Landscapes often rely on colour for impact but they don’t have to and in many cases the absence of colour can improve the image. In this post we focus on Black & White landscapes,when they work and how to capture and process them.
Personally, I find black and white landscapes work best when there is texture, shape or tone to work with, colour can distract from the image in these cases but black and white removes the distractions and focuses the eye on the key elements of the image.
Let’s look at the original RAW file
I took this in early afternoon in mid summer, this has resulted in harsh light and washed out colours, so why did I take it?
I was attracted to the line that run across the scene and felt it would make a good candidate for black & white.
Once the image was captured, the next stage is processing and conversion of the RAW file. I use the following method:
- Import image into Lightroom or an image editor of your choice which allows handling of RAW files.
- Decide on crop – I cropped out roughly a 3rd from the bottom of the image to make a panoramic style image and place the horizon on the lower 3rd
- I have a selection of Lightroom presets. I chose the one which was closest to the final image I had visualized.

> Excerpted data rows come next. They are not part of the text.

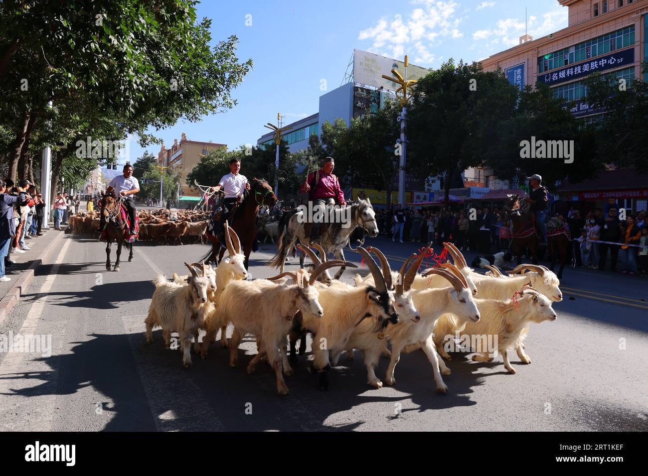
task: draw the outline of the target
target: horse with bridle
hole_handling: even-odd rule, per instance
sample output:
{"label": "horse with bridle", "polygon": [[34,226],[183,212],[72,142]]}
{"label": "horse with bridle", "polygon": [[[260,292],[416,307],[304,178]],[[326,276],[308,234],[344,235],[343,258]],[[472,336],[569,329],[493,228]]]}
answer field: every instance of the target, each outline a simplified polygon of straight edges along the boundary
{"label": "horse with bridle", "polygon": [[[268,182],[264,179],[254,178],[250,183],[249,192],[235,206],[227,219],[229,227],[238,235],[243,253],[245,255],[246,269],[248,269],[249,255],[252,252],[252,245],[257,236],[256,220],[259,209],[262,205],[272,208],[276,202],[277,197]],[[212,217],[213,221],[218,220],[215,215],[214,213],[214,216]],[[218,236],[209,233],[207,233],[207,236],[211,240],[211,250],[198,261],[213,262],[218,266],[223,259],[226,247],[221,243]]]}
{"label": "horse with bridle", "polygon": [[110,271],[110,245],[113,242],[117,244],[117,259],[113,271],[119,271],[119,258],[122,245],[130,250],[128,261],[133,260],[133,241],[126,222],[125,209],[122,211],[122,199],[115,198],[115,191],[103,196],[101,200],[101,215],[105,227],[100,240],[106,240],[106,269]]}
{"label": "horse with bridle", "polygon": [[[327,255],[332,253],[343,261],[346,260],[342,249],[349,244],[350,237],[357,228],[362,229],[371,238],[378,236],[376,213],[368,198],[351,202],[347,205],[346,209],[348,210],[344,207],[334,210],[332,222],[328,223],[319,243]],[[306,246],[310,243],[310,234],[306,229],[306,212],[303,205],[298,207],[286,213],[279,221],[279,247],[270,266],[280,268],[280,273],[283,273],[286,257],[297,240]],[[343,220],[347,215],[349,217],[348,223],[344,223],[345,220]],[[303,255],[299,258],[299,265],[301,267],[304,266]],[[344,266],[340,268],[335,279],[340,278],[344,269]]]}
{"label": "horse with bridle", "polygon": [[[518,266],[522,264],[522,252],[526,248],[531,251],[533,264],[538,264],[538,240],[535,228],[535,216],[529,210],[529,204],[525,199],[520,199],[517,195],[509,195],[508,197],[509,202],[504,206],[502,215],[505,220],[510,218],[512,223],[511,242],[517,257]],[[552,218],[551,223],[547,225],[547,252],[551,260],[550,269],[553,271],[556,262],[560,260],[561,267],[557,275],[559,279],[561,279],[562,270],[567,262],[567,250],[570,247],[571,240],[569,227],[557,218]]]}

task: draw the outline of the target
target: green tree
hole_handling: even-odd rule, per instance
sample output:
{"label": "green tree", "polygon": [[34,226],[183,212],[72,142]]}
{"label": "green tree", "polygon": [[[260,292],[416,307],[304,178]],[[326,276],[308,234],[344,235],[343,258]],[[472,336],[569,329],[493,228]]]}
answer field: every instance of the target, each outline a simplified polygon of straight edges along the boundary
{"label": "green tree", "polygon": [[501,71],[452,59],[419,80],[408,108],[407,172],[444,179],[446,203],[453,175],[480,165],[494,131],[513,115],[517,89]]}

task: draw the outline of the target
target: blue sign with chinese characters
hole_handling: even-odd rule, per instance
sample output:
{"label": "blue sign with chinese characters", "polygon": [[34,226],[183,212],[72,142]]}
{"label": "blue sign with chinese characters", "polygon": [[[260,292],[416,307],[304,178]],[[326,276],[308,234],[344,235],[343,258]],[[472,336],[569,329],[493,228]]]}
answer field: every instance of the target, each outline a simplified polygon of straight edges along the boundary
{"label": "blue sign with chinese characters", "polygon": [[611,54],[606,54],[598,59],[593,59],[540,74],[538,76],[538,82],[553,85],[576,78],[582,78],[596,71],[605,71],[619,66],[629,65],[633,63],[634,63],[634,48],[630,48]]}
{"label": "blue sign with chinese characters", "polygon": [[504,74],[506,74],[506,78],[509,80],[509,82],[513,84],[514,86],[517,86],[522,91],[524,89],[524,63],[519,64],[517,66],[513,66],[510,68],[507,68],[504,71]]}

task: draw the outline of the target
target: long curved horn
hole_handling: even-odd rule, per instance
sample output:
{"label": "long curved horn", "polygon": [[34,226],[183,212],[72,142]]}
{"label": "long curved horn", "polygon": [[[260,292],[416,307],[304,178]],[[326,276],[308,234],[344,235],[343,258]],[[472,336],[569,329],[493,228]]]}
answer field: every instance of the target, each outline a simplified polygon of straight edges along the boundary
{"label": "long curved horn", "polygon": [[455,291],[460,291],[465,289],[463,284],[459,280],[459,278],[446,269],[435,267],[427,271],[424,275],[423,275],[423,276],[430,276],[430,275],[439,275],[439,276],[445,278],[446,280],[450,281],[450,284],[452,285]]}
{"label": "long curved horn", "polygon": [[502,272],[499,270],[497,266],[491,266],[490,264],[487,264],[485,267],[487,267],[491,271],[492,271],[492,275],[496,278],[499,278],[502,276]]}
{"label": "long curved horn", "polygon": [[[450,242],[446,242],[443,244],[443,246],[446,247],[449,253],[452,256],[452,259],[454,260],[454,263],[456,265],[461,265],[461,267],[468,267],[468,264],[466,262],[466,260],[463,258],[463,255],[461,252],[457,249],[457,247],[453,245]],[[457,267],[459,266],[457,266]]]}
{"label": "long curved horn", "polygon": [[319,253],[319,258],[322,263],[325,263],[328,260],[327,259],[326,252],[324,249],[320,245],[319,243],[311,243],[310,245],[315,248]]}
{"label": "long curved horn", "polygon": [[234,245],[232,244],[232,236],[229,232],[230,228],[229,225],[227,225],[227,222],[225,222],[225,242],[227,245],[227,253],[229,253],[229,256],[233,256],[237,254],[237,252],[234,251]]}
{"label": "long curved horn", "polygon": [[[318,277],[325,270],[328,269],[330,267],[334,267],[336,266],[351,266],[353,264],[353,263],[348,263],[346,261],[342,261],[341,260],[331,260],[330,261],[327,261],[325,263],[322,263],[318,266],[316,266],[315,269],[313,269],[313,272],[310,273],[310,279],[308,280],[308,285],[312,286],[315,284],[315,281],[317,280]],[[357,266],[353,265],[351,267],[358,267]]]}
{"label": "long curved horn", "polygon": [[382,268],[382,275],[385,277],[385,284],[387,284],[387,289],[393,289],[391,286],[391,268],[389,267],[389,263],[382,254],[382,251],[373,246],[367,246],[367,251],[374,253],[380,261],[380,267]]}
{"label": "long curved horn", "polygon": [[385,282],[385,277],[384,277],[382,273],[380,273],[380,270],[378,269],[378,265],[376,264],[376,262],[373,260],[373,258],[372,258],[371,255],[369,254],[369,252],[362,246],[358,246],[356,248],[356,249],[360,252],[360,255],[362,255],[365,262],[367,263],[367,266],[369,267],[369,271],[371,271],[371,275],[373,276],[373,280],[376,286],[376,290],[380,294],[386,293],[387,283]]}
{"label": "long curved horn", "polygon": [[410,265],[410,262],[416,258],[416,253],[413,253],[409,258],[405,260],[405,262],[403,263],[402,266],[400,267],[400,270],[399,271],[399,279],[396,284],[395,289],[396,289],[396,295],[402,296],[404,292],[404,289],[403,286],[403,283],[405,280],[405,271],[407,269],[407,267]]}
{"label": "long curved horn", "polygon": [[295,271],[284,271],[281,274],[277,275],[277,276],[273,276],[272,278],[264,278],[264,279],[267,279],[268,281],[275,281],[277,279],[281,279],[284,276],[290,276],[292,278],[292,280],[297,282],[297,273]]}
{"label": "long curved horn", "polygon": [[449,263],[444,263],[439,267],[442,267],[445,269],[447,269],[453,275],[459,278],[459,280],[461,282],[461,284],[464,286],[468,288],[468,282],[466,280],[466,277],[461,274],[461,271],[459,271],[459,268],[455,266],[454,264],[450,264]]}
{"label": "long curved horn", "polygon": [[419,272],[421,264],[423,262],[423,258],[425,258],[430,250],[430,245],[428,245],[423,250],[423,252],[419,255],[419,257],[414,260],[414,262],[411,264],[410,269],[405,273],[405,277],[403,278],[403,286],[404,286],[404,290],[406,293],[410,290],[411,284],[414,282],[414,278],[416,277],[416,273]]}
{"label": "long curved horn", "polygon": [[240,255],[241,240],[238,239],[238,235],[237,234],[237,232],[231,227],[229,227],[229,234],[232,236],[232,243],[234,244],[234,249],[236,250],[237,253]]}
{"label": "long curved horn", "polygon": [[194,278],[198,277],[198,273],[196,272],[196,270],[194,269],[193,266],[192,266],[189,263],[185,263],[185,266],[189,269],[189,271],[191,273],[192,276],[193,276]]}
{"label": "long curved horn", "polygon": [[313,253],[313,250],[310,249],[308,247],[297,245],[297,247],[303,251],[304,254],[310,258],[310,260],[313,262],[316,266],[319,266],[322,264],[322,262],[319,260],[319,258],[318,258],[317,255]]}

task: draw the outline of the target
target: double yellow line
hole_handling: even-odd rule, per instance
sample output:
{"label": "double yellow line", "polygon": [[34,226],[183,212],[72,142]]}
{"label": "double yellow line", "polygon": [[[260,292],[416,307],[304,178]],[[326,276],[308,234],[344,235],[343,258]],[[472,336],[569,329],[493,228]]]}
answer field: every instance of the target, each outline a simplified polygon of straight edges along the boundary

- Add a graduated filter to gradually darken the sky from the top of the image to the horizon.
- Add a similar graduated filter from the bottom of the image to darken the foreground and enhance highlights.
- The combination of these filters leaves a lighter area along the horizon helping to draw the eye to this area.
- Using the brush tool, selectively darken areas of the image to deepen shadow and give depth.
- Using the brush tool, selectively lighten areas; the path, cloud and grasses in foreground.
- Using clone tool remove small cloud to the left of the image
In total the processing took less than 10 minutes and has transformed a bland, featureless image into a strong image highlighting the repeating lines of the path, horizon and grass and contrasting light and shadow.